From the 1980’s to the 1990’s call center outsourcing moved to countries abroad such as India, Mexico and the Philippines due to the lower cost of operation. However, loss of revenue, complaints of poor quality service, increased cost, and harsh criticism over security has prompted many businesses to come back onshore.
LOWER QUALITY SERVICE
Lured by the promise of lower overhead and wages, companies were blind sighted to potential problems that could arise from sending their Customer Service jobs overseas. More than half of customer service outsourcing projects that were sent to India or other countries turned out to be a customer service nightmare. With lower service standards, a language barrier and overall lower education, these companies were quickly losing customers due to bad customer service. A 2010 study showed that only 58% of customers were satisfied when a call was handled by offshore agents versus 79% who were satisfied when dealing with U.S. based agents.

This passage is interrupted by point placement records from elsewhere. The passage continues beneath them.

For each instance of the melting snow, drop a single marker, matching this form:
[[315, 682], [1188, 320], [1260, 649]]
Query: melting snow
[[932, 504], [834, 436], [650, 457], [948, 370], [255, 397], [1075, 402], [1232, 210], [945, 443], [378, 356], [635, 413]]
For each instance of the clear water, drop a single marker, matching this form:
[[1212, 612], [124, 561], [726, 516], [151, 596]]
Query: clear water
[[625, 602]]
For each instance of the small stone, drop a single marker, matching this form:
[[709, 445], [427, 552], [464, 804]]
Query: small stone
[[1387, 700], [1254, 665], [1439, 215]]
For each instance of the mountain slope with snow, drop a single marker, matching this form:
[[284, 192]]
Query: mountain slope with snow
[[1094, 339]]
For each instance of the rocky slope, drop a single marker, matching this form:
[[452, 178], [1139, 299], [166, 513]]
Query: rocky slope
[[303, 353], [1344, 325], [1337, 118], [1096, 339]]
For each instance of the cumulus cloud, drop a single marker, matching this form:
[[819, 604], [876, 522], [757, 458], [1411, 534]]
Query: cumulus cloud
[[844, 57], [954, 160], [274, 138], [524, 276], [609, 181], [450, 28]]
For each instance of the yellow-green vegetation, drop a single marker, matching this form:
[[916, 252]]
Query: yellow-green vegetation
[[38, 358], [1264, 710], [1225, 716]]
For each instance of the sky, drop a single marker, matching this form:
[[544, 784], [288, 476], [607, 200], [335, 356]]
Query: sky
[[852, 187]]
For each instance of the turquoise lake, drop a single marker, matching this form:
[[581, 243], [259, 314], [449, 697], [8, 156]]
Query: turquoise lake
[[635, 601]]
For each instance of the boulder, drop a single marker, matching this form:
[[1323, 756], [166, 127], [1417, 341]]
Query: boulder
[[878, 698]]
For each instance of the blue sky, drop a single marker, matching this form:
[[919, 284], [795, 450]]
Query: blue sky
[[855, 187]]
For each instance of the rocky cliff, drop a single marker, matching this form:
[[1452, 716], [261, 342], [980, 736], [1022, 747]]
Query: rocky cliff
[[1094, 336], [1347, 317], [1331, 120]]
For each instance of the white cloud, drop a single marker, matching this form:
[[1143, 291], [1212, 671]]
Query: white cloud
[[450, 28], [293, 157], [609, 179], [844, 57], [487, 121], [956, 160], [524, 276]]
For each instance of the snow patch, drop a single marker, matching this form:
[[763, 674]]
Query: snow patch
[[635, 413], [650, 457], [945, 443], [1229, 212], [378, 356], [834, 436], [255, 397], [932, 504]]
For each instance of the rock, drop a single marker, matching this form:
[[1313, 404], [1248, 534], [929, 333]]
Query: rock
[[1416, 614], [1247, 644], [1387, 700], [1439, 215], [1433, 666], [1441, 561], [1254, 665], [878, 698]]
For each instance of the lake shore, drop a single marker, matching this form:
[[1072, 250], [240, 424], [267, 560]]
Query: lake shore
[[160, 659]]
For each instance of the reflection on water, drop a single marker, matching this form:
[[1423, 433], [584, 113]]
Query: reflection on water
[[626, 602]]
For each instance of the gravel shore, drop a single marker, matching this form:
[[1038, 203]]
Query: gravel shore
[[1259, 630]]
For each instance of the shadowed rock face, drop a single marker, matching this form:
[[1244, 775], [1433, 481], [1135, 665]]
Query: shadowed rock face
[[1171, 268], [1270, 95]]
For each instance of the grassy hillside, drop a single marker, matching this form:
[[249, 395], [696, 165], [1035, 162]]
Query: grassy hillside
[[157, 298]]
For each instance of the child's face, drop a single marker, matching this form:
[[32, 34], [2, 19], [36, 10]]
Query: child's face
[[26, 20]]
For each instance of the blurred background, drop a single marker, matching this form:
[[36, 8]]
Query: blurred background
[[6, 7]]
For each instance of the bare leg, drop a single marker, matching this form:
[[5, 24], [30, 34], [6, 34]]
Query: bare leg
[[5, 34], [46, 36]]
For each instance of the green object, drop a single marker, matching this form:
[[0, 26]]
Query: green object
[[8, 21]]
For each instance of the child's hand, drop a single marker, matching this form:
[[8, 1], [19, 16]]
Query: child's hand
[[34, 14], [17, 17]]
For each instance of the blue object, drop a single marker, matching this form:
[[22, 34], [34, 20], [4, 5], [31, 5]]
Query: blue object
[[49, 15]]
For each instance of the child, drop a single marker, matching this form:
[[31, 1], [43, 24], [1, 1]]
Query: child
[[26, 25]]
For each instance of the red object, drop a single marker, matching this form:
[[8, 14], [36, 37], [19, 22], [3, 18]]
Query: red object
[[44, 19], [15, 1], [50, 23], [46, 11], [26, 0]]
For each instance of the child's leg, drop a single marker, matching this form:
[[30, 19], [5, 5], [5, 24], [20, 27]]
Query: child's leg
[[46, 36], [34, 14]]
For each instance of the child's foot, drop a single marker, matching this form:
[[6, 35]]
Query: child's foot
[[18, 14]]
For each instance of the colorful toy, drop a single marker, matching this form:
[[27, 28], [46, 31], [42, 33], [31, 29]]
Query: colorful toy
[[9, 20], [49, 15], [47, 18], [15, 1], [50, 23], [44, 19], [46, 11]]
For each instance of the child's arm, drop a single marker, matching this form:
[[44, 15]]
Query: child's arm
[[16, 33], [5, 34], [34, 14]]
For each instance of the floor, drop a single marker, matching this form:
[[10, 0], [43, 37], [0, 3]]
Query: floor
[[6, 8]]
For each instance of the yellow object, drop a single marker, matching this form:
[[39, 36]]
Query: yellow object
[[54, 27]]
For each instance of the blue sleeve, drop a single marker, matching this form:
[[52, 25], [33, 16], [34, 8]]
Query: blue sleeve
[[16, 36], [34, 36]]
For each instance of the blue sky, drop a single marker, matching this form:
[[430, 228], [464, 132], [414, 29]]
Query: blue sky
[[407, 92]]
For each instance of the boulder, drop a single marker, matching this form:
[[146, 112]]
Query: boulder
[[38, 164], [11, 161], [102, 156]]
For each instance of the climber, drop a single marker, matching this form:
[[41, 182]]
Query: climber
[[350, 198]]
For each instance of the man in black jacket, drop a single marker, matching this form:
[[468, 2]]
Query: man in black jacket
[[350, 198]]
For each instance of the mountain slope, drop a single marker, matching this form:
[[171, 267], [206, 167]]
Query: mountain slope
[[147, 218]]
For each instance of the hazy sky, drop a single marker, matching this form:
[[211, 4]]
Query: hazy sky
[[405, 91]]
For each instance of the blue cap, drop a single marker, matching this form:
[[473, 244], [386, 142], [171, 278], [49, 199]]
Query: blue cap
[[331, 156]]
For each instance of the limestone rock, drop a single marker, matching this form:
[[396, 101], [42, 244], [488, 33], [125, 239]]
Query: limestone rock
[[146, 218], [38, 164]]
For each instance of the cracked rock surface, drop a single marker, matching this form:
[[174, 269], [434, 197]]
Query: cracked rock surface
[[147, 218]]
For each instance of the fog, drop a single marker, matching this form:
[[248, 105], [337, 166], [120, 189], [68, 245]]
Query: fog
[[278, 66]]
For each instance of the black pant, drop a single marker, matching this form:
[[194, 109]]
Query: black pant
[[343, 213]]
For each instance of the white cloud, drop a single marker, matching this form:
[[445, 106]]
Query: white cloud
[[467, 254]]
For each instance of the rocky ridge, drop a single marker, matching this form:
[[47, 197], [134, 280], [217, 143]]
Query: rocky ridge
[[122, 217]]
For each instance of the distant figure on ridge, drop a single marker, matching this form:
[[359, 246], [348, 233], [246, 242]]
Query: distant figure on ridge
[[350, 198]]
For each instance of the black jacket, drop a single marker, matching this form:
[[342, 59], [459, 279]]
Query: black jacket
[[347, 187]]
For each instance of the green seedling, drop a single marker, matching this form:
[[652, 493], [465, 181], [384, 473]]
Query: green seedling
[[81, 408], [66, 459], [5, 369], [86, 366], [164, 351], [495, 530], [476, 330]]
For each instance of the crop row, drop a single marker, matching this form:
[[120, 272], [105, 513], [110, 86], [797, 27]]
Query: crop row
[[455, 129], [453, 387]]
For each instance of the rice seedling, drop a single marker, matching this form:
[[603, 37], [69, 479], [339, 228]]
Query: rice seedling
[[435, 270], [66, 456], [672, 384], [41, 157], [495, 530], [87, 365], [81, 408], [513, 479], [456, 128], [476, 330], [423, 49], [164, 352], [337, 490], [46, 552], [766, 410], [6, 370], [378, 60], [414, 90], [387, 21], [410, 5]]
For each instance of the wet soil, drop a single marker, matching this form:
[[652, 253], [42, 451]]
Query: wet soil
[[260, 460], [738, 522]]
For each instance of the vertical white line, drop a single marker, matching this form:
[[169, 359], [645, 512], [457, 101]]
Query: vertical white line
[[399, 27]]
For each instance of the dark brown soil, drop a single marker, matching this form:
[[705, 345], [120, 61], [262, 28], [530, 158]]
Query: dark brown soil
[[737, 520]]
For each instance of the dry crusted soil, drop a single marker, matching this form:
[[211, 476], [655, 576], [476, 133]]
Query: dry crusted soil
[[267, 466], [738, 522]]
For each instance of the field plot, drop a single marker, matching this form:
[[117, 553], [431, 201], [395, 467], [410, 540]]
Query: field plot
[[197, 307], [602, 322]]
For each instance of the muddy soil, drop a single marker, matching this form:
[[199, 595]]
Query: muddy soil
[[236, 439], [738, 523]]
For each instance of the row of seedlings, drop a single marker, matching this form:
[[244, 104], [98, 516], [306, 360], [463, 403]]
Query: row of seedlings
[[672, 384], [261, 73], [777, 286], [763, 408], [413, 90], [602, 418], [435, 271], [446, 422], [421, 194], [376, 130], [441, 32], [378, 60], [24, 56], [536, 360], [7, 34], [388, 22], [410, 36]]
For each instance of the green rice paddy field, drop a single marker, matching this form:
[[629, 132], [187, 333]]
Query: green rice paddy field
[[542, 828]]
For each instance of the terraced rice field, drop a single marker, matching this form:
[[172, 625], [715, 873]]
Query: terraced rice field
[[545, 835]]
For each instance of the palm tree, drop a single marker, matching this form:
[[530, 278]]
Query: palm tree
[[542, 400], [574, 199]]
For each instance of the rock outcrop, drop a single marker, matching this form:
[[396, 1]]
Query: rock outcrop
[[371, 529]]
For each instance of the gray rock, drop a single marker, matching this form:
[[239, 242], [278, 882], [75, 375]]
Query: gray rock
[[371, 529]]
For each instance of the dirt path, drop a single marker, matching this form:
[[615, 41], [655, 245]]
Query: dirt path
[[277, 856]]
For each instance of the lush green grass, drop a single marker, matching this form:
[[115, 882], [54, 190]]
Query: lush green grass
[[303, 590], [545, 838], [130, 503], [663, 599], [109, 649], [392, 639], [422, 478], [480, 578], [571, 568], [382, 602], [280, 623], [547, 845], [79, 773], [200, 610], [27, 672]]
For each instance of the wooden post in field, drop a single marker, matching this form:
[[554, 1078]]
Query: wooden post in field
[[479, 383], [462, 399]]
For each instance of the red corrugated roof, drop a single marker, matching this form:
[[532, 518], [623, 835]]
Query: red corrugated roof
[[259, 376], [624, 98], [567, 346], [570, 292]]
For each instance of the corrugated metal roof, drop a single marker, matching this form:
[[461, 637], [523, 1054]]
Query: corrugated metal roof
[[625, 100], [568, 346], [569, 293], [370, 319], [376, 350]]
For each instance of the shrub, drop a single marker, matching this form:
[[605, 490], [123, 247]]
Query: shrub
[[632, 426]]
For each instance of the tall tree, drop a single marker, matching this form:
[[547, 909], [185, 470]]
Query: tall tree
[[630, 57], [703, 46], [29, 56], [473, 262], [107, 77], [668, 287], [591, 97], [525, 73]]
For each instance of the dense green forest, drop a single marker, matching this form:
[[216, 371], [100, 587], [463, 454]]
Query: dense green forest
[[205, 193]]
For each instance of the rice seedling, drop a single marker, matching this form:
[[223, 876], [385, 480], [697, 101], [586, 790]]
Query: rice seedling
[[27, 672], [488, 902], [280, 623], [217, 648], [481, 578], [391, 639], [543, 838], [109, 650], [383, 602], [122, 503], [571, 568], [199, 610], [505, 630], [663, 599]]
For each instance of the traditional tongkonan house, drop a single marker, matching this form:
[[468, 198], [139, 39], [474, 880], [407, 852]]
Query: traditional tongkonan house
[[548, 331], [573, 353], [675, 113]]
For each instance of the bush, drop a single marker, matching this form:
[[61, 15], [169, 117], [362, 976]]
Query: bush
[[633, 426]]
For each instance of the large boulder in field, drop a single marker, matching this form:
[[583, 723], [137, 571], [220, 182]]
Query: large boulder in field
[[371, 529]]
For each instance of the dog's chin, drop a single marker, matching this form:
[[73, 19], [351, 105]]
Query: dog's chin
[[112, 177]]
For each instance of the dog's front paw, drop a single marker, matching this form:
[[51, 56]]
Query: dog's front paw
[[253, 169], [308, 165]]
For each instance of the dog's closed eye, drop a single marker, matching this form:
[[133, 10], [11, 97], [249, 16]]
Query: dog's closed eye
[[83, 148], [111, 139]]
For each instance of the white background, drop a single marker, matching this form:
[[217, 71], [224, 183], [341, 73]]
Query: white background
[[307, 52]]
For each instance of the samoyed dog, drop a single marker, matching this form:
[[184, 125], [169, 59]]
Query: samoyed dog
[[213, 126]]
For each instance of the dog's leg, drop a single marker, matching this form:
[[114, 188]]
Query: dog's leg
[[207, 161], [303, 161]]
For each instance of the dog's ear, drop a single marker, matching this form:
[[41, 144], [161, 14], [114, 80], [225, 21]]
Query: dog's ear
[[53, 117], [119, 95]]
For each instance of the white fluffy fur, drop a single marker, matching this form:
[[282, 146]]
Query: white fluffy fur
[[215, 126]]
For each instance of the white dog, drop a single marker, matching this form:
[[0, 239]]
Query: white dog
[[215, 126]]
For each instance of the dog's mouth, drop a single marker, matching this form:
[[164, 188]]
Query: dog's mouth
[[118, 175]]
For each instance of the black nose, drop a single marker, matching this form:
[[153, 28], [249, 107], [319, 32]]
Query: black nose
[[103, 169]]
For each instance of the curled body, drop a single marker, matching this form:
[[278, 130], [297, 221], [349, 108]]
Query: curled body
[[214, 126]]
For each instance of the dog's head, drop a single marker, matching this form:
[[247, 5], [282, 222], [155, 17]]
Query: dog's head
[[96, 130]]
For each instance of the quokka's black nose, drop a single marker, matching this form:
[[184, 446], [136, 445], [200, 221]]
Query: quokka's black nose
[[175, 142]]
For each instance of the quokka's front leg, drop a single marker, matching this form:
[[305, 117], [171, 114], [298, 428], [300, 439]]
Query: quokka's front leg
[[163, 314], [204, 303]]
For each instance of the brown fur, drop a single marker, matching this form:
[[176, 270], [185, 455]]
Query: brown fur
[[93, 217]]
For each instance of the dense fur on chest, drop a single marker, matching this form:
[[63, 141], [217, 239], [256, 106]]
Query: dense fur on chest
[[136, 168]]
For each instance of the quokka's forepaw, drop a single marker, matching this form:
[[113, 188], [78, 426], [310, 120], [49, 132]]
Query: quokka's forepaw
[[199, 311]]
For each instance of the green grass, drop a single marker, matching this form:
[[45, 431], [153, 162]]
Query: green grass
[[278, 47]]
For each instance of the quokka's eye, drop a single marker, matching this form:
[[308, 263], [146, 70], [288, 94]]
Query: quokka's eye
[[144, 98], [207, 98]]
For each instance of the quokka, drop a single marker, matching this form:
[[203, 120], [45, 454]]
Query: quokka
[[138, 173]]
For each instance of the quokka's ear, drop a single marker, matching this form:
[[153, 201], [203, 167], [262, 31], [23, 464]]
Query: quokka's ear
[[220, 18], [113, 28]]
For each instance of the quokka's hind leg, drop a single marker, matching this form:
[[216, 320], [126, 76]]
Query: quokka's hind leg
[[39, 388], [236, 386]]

When businesses first started moving their call centers abroad, wages were significantly lower. However, over the last decade or so, wages have been on the rise as much as 20% due to tightening competition. The cost difference between operating a call center in the US vs India had narrowed to a marginal 10%. Centers were realizing, also, that the cost savings that had been coming from lower operation costs, were being lost as customers switched to competitors with better customer service. Shifting back to the domestic sphere made much more financial sense. With higher educated employees who had no language barrier, and an understanding of local culture, they could offer better customer service.
SECURITY AND FRAUD
Outsourced call centers situated in foreign countries have faced increased scrutiny, as more and more problems arise due to issues of security and fraud. Whereas American call centers have a strict hiring policy and background checks that mitigate many of these potential issues with security, the hiring process in countries such as India are not as stringent.
Other problems such as tightening labor markets, appreciating currencies, dealing with hiring knowledgable legal council skilled in foreign law, recruiting and management of overseas sites have pushed companies back to domestic soil.
Over the next 3 years only 4% of companies plan to employ offshore call center agents. Meanwhile, the number of American’s employed at call centers has continued to rise. Between 2009 and 2012, U.S. based call centers grew at an annual rate of around 20%. That growth is projected to stay the same until at least 2018.